Олег Борисов. Отзвучья земного | страница 90
«Христос воскресе!» – говорит Б., прикрепленный к нам «инструктор», попросту говоря, «стукач», когда мы с Пустохиным выходим из гостиницы. «Воистину!» – отвечаю с гордостью. В этот же день оказался на базаре, где торгуют нашими орденами, граммофонами, посудой, иконами. В общем, утварью – разворованной, проданной за копье. Присмотрелся к серебряной ложке, на ней надпись: «Все Божие да государево». Складень XVIII века всего за 300 долларов. «Откуда?» – спрашиваю я зачем-то. «Из леса, вестимо», – отвечают на ломаном русском. «Подешевле бы… раза в три». – «Сыр бесплатный только в мышеловке бывает. Так и быть, по случаю праздника – отведай нашей пасочки!» Я отведал и о вас подумал. У вас сейчас стол накрыт – и яички, и куличики. Может, засохший кулич меня и дождется?.. После базара – экскурсия в театр Колон. Показали эту огромную фабрику. Шла генеральная «Травиаты». Многие заныли: зачем нам это? Осталось только несколько человек и я тоже. Переводчица была местная, говорила по-украински. Вот я с ней и общался на «суржике». В антракте, после укоров Жермона-отца подошел человек и представился: «Здрасьте, я – Яша Гальперин, ставлю здесь русские оперы. Теперь вот собираюсь „Пиковую“. Потом выяснилось, что он на самом деле концертмейстер. А так как Яша родом из Одессы, то помнит неплохо русский и обучает ему певцов. Они недовольны, что у нас такая буква Ы трудная. А заодно он ставит. Спрашивает, что это может значить: „Но я не в состоянии жертвовать необходимым в надежде приобрести излишнее“. Это так Германн сказал у Пушкина и всякий русский так может сказать здесь, за границей… Сейчас я уже в номере – на ужин меня ждет банка с сосисками и гречневая кашка. „Х.В.!“ – мои дорогие.
Стриж вызывает репетировать «Хануму» – и нашу «звездную» баню[50]. Все, кому не лень, пришли поглазеть.

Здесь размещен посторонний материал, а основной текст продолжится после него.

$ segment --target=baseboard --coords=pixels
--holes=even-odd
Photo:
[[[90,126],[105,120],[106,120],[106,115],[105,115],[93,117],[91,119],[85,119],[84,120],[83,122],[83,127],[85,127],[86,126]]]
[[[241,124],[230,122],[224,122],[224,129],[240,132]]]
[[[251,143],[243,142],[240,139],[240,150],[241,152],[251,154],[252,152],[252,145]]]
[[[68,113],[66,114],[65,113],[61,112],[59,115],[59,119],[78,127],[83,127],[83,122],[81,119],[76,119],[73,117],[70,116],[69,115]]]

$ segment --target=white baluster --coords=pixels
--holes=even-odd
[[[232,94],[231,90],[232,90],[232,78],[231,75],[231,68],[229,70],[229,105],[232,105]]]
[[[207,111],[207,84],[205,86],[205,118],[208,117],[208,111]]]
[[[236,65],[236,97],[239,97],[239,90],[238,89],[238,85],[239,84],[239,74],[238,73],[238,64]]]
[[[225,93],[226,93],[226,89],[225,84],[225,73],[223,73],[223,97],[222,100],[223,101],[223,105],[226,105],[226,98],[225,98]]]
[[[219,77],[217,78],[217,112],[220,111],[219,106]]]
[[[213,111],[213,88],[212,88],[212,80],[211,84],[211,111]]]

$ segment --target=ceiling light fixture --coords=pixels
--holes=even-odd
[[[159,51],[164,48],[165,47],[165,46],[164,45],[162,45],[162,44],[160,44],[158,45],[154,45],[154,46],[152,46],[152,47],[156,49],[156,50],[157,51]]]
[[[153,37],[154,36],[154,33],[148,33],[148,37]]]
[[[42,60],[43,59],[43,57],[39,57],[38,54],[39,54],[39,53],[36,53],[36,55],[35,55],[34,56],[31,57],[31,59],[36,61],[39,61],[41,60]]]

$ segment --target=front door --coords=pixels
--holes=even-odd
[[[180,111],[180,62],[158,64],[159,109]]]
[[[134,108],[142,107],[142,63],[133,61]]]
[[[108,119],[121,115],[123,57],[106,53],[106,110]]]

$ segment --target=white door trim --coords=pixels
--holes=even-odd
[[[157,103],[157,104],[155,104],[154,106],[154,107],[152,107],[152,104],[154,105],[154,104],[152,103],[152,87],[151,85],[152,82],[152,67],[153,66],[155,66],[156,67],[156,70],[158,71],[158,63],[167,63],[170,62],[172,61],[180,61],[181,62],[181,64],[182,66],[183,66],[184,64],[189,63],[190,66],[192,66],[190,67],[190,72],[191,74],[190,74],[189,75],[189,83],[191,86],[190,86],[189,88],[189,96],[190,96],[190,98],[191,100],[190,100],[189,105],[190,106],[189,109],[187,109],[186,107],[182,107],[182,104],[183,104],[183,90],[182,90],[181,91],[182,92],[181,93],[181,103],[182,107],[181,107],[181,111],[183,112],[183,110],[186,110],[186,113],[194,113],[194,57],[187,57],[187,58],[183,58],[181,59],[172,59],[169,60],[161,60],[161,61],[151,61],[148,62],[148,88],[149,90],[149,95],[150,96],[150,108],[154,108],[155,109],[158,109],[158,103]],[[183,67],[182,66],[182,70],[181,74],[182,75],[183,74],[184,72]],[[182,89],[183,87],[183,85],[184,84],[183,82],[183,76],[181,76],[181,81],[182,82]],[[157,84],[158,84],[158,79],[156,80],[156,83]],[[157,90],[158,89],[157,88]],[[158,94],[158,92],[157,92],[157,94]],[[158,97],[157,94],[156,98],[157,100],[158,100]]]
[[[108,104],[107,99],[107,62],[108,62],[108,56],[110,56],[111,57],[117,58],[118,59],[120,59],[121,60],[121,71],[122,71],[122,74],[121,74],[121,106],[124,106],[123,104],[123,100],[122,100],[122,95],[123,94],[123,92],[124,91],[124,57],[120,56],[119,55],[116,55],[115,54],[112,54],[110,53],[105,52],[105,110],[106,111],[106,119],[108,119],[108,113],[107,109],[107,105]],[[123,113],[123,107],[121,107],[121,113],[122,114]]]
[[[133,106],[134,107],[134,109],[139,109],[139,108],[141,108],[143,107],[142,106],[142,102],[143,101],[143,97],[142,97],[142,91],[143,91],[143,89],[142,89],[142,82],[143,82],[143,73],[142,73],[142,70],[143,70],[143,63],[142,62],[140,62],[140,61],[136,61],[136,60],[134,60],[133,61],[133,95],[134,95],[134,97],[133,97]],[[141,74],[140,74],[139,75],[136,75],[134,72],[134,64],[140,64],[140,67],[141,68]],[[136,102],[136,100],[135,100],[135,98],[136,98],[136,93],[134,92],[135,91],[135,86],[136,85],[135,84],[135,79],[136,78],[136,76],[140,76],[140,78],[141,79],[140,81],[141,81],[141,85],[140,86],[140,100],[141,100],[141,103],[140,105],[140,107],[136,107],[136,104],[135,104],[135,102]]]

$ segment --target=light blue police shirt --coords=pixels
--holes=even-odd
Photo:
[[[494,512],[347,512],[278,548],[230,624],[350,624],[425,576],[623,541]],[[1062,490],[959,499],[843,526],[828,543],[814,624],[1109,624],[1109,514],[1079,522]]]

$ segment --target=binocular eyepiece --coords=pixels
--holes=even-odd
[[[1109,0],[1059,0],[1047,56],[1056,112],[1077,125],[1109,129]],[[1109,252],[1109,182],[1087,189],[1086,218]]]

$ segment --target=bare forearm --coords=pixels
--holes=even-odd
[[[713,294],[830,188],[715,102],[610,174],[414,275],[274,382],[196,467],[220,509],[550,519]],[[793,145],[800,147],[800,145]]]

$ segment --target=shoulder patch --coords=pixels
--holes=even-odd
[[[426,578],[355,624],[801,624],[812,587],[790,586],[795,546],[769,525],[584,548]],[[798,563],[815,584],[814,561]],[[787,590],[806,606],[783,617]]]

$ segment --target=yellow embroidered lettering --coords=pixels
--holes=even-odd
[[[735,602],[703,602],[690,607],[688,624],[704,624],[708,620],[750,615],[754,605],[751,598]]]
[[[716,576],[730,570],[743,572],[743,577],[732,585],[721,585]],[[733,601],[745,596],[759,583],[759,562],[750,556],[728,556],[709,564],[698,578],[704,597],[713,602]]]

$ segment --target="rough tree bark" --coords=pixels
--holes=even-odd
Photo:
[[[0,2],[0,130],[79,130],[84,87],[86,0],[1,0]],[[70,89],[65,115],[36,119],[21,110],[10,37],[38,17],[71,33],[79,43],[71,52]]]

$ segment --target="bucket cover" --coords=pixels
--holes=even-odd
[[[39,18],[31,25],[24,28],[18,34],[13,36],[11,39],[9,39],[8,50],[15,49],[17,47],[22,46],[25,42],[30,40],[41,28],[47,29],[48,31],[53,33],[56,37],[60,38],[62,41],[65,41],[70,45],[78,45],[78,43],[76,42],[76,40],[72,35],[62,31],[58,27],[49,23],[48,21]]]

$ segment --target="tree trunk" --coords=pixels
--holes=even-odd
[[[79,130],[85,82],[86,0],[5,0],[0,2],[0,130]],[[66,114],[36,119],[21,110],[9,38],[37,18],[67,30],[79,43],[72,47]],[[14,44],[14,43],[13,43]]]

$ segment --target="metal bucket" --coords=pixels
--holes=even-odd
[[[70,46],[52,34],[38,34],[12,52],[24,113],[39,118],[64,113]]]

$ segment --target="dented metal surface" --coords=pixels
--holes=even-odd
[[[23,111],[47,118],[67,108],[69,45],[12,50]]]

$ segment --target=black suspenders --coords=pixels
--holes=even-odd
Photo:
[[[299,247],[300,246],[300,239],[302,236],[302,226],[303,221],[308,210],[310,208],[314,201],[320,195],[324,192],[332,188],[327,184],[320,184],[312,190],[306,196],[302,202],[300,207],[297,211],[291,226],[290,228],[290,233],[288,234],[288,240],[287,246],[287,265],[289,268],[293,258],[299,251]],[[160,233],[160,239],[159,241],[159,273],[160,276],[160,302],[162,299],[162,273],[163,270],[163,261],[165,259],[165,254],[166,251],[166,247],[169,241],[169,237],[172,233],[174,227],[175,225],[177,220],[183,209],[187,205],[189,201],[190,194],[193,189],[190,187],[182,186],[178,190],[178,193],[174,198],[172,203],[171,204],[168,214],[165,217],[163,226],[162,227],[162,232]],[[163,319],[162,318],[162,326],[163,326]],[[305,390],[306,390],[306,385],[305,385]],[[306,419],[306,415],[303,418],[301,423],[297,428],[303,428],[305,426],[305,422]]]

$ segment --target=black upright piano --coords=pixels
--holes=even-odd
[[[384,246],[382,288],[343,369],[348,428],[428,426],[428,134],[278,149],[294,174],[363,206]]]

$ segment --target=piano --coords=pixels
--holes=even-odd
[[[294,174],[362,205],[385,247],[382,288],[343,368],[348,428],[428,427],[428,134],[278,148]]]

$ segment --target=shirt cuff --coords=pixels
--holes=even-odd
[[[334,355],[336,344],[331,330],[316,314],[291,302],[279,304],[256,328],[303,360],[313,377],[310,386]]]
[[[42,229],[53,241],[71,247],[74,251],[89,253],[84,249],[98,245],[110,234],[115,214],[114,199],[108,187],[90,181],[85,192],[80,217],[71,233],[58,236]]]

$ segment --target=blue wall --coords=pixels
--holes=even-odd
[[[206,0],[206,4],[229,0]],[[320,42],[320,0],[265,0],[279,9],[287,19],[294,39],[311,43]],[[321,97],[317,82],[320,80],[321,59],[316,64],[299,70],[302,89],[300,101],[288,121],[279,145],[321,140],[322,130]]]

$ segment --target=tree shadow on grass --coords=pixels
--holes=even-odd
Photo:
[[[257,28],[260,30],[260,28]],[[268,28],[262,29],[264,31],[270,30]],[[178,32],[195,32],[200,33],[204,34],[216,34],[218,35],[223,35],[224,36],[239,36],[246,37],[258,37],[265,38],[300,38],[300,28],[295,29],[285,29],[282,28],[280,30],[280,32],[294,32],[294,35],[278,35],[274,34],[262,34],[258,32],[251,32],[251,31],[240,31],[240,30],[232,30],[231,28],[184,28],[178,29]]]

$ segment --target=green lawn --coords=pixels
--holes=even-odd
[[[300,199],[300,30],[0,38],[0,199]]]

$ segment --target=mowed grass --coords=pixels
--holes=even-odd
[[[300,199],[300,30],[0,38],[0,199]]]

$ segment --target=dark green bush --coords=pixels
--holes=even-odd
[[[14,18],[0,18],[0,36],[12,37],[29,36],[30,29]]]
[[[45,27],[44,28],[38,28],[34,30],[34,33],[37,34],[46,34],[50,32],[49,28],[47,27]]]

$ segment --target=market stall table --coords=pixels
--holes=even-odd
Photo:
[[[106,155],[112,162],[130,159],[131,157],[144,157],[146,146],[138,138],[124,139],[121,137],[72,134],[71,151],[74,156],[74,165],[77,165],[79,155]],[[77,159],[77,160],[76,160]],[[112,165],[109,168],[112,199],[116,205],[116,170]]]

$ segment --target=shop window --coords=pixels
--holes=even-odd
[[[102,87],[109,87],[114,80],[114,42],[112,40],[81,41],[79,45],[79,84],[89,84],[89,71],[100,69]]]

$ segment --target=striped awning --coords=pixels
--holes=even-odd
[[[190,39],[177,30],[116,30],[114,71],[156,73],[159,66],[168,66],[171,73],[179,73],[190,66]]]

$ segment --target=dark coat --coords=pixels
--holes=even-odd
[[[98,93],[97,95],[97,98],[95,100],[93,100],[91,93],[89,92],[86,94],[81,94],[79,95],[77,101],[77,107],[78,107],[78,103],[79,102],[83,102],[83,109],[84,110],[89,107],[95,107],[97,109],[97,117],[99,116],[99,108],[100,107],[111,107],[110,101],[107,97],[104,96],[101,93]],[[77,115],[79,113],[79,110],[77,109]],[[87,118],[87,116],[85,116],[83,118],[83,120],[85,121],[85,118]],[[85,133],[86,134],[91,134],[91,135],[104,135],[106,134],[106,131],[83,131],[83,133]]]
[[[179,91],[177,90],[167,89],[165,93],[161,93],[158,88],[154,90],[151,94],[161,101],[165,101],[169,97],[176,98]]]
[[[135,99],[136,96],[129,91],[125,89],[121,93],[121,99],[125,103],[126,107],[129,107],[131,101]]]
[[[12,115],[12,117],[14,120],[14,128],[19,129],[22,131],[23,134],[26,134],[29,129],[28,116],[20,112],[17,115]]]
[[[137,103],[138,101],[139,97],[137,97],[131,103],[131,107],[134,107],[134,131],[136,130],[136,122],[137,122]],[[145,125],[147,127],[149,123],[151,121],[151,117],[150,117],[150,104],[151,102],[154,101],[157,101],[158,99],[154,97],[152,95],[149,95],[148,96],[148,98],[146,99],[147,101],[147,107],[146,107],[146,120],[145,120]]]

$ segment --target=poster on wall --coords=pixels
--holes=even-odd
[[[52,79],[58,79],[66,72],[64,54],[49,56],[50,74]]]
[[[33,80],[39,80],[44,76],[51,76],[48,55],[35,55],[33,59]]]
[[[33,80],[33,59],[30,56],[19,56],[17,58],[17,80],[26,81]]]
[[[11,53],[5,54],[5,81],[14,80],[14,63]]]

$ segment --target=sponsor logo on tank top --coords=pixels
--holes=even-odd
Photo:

Хохочут. Действительно, все реплики сходятся с нашей ситуацией: «Зачем он нас сюда позвал?» или «Слетелись по первому зову». А у меня еще в башке: «И зачем я сюда поехал?» После репетиции собрался опустить письмо для Шевелевой. В Америку. Как чувствовал – это будет непросто. Письмо в кармане пиджака держу – никому не показываю. Сева Кузнецов спрашивает: «Ты что-то ищешь?» Действительно, у каждого дома останавливаюсь, думаю: почта! а это – банк или какой-нибудь «Эл самовар де Распутин». Говорю Севке: «Ты в гостиницу иди, я еще погуляю». Наконец нашел методом исключения. Дышу неровно. Объясняю с трудом, чего мне нужно. Марку покупаю. Мне пальцами показывают, в какое окно. А тут Б. – как из-под земли вырастает. Газеты покупал. «Кажется, он меня только сейчас заметил, – начал прикидывать я, – значит, как покупал марку – не видел. А если и видел, то что? Письмо-то я из кармана здесь не вынимал!» Объясняю Б., что домой хотел весточку. Он меня под руку: «Мы скорее в Ленинград вернемся, чем дойдет твое письмо». Быстро перевожу разговор на другую тему… Кажется, он ни о чем не догадался. Зато я теперь знаю, где почта, и марка уже есть, и на что наклеивать.